‘Shouldn’t even exist in our galaxy’: Astronomers discover ‘LB-1’ black hole which is 70 times bigger than Sun
New Delhi | Jagran News Desk: According to a new discovery by astronomers, they have discovered a new black hole in the Milky Way Galaxy, which is so huge that it challenges the existing theories of how stars evolve in the solar system, researchers said on Thursday as reported by news agency AFP.
The newly discovered black hole, LB-1 is 15,000 light-years from Earth and has a mass 70 times greater than the Sun, according to the journal ‘Nature’.
“The Milky Way Galaxy, where the Earth is located, approximately contain 100 million cosmic black holes, but the newly found LB-1 is twice as massive as anything scientists thought possible. Black holes of such mass should not even exist in our galaxy, according to most of the current models of stellar evolution," said Liu Jifeng, a National Astronomical Observatory of China professor who led the research, as reported by AFP.
“But researchers believed that typical stars in the Milky Way shed most of their gas through stellar winds, preventing the emergence of a black hole the size of LB-1. Now theorists will have to take up the challenge of explaining its formation," Liu added in a statement.
Scientists generally believe that there are two types of black holes.

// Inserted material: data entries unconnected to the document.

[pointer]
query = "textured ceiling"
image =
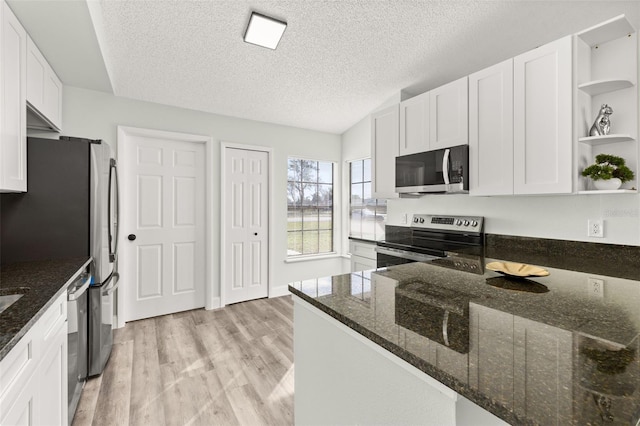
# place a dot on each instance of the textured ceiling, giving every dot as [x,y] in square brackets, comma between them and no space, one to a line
[337,61]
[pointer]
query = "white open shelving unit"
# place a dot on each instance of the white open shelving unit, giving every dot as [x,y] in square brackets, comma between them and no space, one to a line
[607,73]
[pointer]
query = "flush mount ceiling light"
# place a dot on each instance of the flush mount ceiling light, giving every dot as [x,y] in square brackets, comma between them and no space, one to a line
[264,31]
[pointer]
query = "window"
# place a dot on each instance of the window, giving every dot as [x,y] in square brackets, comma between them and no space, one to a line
[309,207]
[367,215]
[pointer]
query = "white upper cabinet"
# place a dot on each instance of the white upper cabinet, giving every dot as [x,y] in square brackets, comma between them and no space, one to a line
[543,119]
[491,130]
[13,138]
[448,112]
[384,150]
[414,124]
[44,92]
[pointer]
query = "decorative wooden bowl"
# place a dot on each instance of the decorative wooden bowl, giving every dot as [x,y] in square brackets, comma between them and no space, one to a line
[517,269]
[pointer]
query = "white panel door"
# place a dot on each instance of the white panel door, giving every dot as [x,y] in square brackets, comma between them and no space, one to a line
[246,241]
[542,123]
[449,111]
[163,214]
[491,130]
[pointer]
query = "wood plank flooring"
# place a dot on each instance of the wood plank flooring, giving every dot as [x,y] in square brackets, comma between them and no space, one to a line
[230,366]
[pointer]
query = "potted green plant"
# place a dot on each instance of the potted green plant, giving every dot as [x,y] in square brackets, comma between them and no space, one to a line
[609,172]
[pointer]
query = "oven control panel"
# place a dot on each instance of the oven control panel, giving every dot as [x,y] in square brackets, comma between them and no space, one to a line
[450,223]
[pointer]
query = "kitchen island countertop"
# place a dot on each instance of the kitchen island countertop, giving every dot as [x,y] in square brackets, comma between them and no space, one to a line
[538,350]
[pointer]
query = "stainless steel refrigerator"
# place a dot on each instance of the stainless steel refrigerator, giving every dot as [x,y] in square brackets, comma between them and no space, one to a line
[70,209]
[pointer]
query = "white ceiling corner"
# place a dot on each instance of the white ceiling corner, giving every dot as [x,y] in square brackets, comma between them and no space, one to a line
[337,60]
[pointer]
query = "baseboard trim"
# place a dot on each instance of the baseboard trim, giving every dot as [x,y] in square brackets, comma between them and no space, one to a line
[215,304]
[282,290]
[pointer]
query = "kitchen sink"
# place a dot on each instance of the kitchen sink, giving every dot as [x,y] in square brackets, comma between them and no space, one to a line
[9,296]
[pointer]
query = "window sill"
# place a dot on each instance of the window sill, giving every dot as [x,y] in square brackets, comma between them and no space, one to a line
[310,257]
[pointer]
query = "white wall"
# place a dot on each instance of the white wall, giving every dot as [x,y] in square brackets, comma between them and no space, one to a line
[96,115]
[557,217]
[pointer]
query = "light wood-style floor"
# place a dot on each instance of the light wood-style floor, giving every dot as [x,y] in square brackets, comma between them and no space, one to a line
[223,367]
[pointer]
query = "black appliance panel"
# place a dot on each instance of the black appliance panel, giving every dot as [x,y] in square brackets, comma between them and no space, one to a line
[428,168]
[50,220]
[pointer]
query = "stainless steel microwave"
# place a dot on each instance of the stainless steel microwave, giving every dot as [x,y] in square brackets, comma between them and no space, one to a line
[440,171]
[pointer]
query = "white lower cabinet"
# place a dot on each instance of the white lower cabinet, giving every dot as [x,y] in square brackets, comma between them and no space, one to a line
[34,373]
[363,256]
[344,378]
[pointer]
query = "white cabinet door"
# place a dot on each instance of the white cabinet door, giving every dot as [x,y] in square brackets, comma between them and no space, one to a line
[491,130]
[384,150]
[44,88]
[51,401]
[448,111]
[13,139]
[542,119]
[34,382]
[414,124]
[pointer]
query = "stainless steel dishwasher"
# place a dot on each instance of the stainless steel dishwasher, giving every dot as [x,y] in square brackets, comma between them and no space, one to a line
[77,339]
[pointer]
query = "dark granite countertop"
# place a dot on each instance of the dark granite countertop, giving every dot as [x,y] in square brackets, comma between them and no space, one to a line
[42,282]
[541,350]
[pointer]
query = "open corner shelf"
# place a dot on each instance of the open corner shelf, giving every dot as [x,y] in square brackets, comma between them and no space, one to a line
[606,31]
[608,191]
[599,140]
[598,87]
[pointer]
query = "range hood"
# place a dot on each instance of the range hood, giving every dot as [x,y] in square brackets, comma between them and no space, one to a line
[37,121]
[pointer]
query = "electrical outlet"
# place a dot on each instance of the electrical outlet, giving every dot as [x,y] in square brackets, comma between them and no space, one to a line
[596,228]
[596,287]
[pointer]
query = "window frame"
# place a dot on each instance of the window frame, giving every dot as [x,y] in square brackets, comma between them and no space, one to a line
[350,206]
[302,255]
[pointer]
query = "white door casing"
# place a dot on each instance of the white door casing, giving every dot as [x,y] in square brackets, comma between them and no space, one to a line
[245,224]
[164,203]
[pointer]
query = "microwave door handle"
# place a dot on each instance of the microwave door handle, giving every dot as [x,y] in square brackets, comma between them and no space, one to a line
[445,166]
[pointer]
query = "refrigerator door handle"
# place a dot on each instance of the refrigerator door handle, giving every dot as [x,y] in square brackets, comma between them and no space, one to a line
[114,283]
[113,213]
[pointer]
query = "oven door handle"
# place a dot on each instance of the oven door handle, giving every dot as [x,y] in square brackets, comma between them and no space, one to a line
[405,254]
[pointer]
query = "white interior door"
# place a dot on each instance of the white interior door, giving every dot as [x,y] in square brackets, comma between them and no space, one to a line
[163,214]
[246,238]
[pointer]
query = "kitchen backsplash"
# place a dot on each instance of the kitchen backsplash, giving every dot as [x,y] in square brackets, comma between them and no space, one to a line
[561,217]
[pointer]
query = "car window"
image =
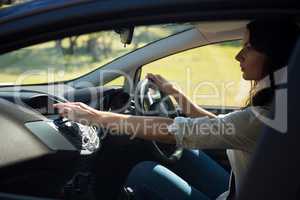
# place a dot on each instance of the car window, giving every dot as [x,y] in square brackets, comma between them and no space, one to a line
[208,75]
[116,82]
[72,57]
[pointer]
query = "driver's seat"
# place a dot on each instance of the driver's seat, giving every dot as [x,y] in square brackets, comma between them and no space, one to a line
[275,170]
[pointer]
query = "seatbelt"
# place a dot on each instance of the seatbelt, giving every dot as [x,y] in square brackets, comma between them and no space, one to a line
[231,194]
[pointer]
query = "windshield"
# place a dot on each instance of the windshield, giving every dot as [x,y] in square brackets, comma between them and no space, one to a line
[71,57]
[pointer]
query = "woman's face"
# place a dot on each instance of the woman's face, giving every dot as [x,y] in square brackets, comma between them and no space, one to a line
[252,62]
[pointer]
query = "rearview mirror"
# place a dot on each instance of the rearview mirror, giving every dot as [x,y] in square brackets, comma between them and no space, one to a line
[126,34]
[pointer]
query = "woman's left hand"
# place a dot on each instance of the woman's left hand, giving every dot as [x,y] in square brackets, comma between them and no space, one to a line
[78,112]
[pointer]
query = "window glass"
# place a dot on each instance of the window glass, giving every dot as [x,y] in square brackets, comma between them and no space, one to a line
[116,82]
[208,75]
[73,57]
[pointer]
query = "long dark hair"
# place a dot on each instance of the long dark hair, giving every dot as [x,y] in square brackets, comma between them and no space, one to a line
[275,38]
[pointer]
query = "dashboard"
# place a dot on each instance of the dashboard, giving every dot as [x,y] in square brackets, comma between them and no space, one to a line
[36,144]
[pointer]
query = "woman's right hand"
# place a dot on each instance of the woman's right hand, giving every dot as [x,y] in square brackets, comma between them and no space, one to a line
[165,86]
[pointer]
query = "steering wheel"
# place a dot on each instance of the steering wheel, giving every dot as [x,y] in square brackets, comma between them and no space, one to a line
[150,101]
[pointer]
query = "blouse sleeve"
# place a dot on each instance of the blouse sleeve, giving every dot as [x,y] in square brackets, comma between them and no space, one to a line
[237,130]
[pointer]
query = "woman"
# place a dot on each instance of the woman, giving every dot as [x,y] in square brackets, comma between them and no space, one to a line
[266,49]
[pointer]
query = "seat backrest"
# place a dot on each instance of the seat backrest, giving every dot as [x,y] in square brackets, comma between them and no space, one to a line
[275,169]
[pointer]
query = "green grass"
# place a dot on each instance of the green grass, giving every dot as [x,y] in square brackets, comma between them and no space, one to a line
[208,75]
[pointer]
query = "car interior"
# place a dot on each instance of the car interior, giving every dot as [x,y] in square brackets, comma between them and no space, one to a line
[45,156]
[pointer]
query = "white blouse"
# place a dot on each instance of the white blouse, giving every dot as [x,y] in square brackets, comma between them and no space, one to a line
[237,132]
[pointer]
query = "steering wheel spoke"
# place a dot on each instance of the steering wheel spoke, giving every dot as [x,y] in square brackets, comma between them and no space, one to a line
[150,101]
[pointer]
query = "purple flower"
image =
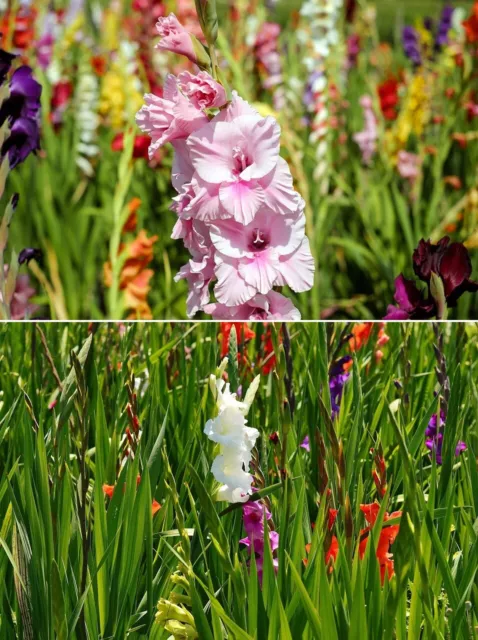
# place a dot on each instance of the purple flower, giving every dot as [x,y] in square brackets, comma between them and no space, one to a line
[6,60]
[451,262]
[411,45]
[253,518]
[305,444]
[434,437]
[22,110]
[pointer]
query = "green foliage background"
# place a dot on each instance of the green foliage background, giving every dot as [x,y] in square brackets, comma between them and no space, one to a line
[48,534]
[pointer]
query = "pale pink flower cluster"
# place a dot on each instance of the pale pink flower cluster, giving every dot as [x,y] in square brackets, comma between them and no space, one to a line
[367,138]
[408,166]
[238,213]
[267,53]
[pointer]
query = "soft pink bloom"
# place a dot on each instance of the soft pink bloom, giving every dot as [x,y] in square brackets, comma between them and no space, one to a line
[194,234]
[175,38]
[236,160]
[273,306]
[20,307]
[367,138]
[202,90]
[409,166]
[250,259]
[172,117]
[199,274]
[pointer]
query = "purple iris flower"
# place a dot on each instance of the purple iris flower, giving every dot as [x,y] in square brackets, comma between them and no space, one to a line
[337,380]
[22,110]
[411,45]
[434,437]
[451,262]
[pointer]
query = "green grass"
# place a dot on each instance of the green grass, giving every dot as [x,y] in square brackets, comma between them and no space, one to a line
[74,564]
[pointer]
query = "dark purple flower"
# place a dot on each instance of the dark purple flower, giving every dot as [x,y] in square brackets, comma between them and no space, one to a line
[451,262]
[336,386]
[28,254]
[305,444]
[411,45]
[434,437]
[23,139]
[22,110]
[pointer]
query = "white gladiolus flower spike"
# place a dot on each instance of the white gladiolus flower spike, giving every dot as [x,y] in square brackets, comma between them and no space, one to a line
[235,439]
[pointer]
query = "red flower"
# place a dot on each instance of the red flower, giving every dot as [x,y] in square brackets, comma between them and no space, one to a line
[388,95]
[243,332]
[140,148]
[471,25]
[62,92]
[388,535]
[108,490]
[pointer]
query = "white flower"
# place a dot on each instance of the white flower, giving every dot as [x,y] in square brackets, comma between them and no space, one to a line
[235,439]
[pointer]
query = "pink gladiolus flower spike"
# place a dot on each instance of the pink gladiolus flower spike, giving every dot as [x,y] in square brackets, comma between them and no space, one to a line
[175,38]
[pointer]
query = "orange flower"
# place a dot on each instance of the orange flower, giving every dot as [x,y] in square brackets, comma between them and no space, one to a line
[360,336]
[108,490]
[471,25]
[387,537]
[461,139]
[134,280]
[453,181]
[333,551]
[98,64]
[243,331]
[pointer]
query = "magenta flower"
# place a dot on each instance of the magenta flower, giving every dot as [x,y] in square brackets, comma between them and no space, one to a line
[173,117]
[248,172]
[202,91]
[237,210]
[409,166]
[367,138]
[20,305]
[434,437]
[251,259]
[253,518]
[175,38]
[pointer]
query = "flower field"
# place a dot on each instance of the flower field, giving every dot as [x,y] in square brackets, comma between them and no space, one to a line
[238,481]
[247,160]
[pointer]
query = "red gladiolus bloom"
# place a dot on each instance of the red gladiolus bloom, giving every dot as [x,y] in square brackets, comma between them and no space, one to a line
[140,148]
[388,535]
[471,25]
[388,95]
[108,490]
[243,332]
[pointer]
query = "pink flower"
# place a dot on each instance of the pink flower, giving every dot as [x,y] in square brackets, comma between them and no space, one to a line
[202,90]
[199,274]
[172,117]
[408,166]
[20,307]
[250,259]
[175,38]
[273,306]
[236,160]
[367,139]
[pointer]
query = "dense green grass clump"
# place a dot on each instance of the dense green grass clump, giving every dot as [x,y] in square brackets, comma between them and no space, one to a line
[77,564]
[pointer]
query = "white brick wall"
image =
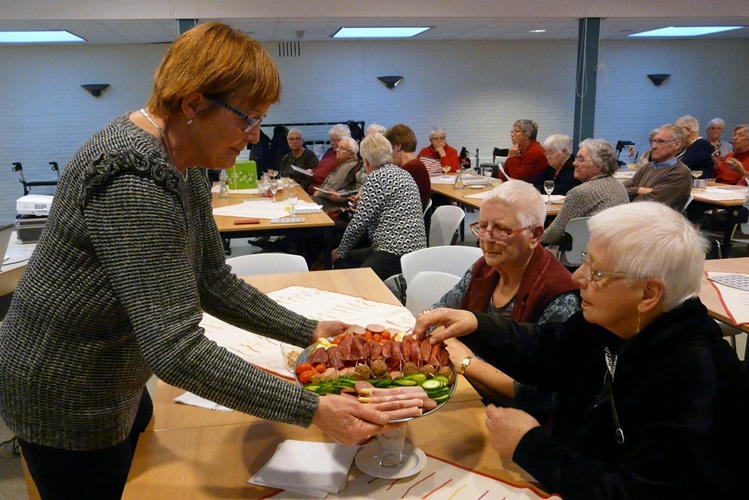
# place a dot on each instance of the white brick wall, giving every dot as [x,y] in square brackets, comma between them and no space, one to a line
[475,90]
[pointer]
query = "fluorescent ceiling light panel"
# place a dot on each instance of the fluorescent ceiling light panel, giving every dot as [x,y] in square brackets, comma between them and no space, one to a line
[685,31]
[380,32]
[38,37]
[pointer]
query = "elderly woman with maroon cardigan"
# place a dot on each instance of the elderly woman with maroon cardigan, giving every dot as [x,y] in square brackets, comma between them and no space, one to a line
[516,278]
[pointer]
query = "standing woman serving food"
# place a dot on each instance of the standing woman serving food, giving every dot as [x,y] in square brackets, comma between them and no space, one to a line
[129,260]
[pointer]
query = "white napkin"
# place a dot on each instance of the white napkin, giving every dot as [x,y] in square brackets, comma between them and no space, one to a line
[188,398]
[311,469]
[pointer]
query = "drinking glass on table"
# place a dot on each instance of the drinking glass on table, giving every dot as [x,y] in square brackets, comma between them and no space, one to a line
[696,174]
[549,188]
[290,199]
[274,185]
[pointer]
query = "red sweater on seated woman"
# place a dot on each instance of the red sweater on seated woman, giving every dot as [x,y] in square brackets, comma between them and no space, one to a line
[734,166]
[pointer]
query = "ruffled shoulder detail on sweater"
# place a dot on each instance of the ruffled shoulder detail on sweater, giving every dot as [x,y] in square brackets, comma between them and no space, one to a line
[138,158]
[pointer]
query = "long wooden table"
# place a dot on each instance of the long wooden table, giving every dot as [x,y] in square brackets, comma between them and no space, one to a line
[462,196]
[315,224]
[195,453]
[708,294]
[732,208]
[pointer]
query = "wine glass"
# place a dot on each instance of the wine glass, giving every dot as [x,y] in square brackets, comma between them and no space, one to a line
[291,198]
[274,185]
[549,188]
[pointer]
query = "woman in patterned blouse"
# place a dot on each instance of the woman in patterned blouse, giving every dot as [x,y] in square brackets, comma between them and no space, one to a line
[389,211]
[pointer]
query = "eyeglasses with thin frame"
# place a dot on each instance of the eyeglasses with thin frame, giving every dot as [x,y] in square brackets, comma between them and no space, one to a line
[251,122]
[496,233]
[592,274]
[661,142]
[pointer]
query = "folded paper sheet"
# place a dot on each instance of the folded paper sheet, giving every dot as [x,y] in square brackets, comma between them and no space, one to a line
[311,469]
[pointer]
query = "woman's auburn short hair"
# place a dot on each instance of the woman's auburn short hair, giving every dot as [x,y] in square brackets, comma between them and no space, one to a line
[218,60]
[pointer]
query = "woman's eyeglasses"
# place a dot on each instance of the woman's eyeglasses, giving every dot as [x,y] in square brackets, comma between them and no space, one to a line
[496,233]
[251,122]
[592,274]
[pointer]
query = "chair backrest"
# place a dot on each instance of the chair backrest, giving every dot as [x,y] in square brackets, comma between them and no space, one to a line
[267,263]
[744,217]
[451,259]
[428,287]
[577,228]
[689,200]
[445,221]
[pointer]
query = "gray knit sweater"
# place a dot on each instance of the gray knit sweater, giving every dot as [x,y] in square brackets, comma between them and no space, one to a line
[115,291]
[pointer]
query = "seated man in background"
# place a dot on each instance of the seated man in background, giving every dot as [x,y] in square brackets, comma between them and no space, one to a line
[403,140]
[299,156]
[734,167]
[328,161]
[442,153]
[561,169]
[665,178]
[526,158]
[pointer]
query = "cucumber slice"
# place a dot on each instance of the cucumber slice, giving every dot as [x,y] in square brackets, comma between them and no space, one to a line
[418,377]
[442,399]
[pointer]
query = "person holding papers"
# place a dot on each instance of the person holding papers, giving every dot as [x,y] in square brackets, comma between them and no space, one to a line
[653,403]
[129,260]
[526,158]
[341,182]
[300,157]
[328,161]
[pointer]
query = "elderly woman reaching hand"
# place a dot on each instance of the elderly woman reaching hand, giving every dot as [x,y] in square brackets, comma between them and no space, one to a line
[389,211]
[653,403]
[594,166]
[516,278]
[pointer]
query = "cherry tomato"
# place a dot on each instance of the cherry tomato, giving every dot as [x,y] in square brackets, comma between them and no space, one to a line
[306,376]
[303,368]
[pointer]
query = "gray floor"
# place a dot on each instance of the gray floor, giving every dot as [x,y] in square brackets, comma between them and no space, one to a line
[12,484]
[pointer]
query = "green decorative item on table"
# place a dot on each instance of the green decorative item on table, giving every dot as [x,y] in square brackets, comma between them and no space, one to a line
[243,175]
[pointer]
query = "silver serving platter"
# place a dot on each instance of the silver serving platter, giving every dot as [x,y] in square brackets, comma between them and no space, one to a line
[306,353]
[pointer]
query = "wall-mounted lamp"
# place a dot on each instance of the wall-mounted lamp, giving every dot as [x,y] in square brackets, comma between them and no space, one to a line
[390,81]
[95,89]
[658,79]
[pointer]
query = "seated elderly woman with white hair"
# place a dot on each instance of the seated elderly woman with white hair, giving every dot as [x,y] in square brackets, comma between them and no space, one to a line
[561,169]
[653,403]
[595,165]
[516,278]
[389,210]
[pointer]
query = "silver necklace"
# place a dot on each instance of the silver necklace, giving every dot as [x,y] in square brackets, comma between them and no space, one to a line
[163,139]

The more common stellar black holes -- up to 20 times bigger than the Sun -- form when the center of a very big star collapses in on itself. And the other one is Supermassive black holes, which are at least a million times bigger than the Sun and their origins are uncertain.
Astronomers are still only beginning to grasp "the abundance of black holes and the mechanisms by which they form," David Reitze, a physicist at the California Institute of Technology who was not involved in the discovery, told AFP.
Stellar black holes are usually formed in the aftermath of supernova explosions, a phenomenon that occurs when extremely large stars burn out at the end of their lives.
"LB-1's large mass falls into a range "known as the 'pair-instability gap' where supernovae should not have produced it. That means that this is a new kind of black hole, formed by another physical mechanism," Reitze said as quoted by AFP.
LB-1 was discovered by an international team of scientists using China's sophisticated LAMOST telescope.
Additional images from two of the world's largest optical telescopes -- Spain's Gran Telescopio Canarias and the Keck I telescope in the United States -- confirmed that the size of LB-1, which the National Astronomical Observatory of China said was "nothing short of fantastic".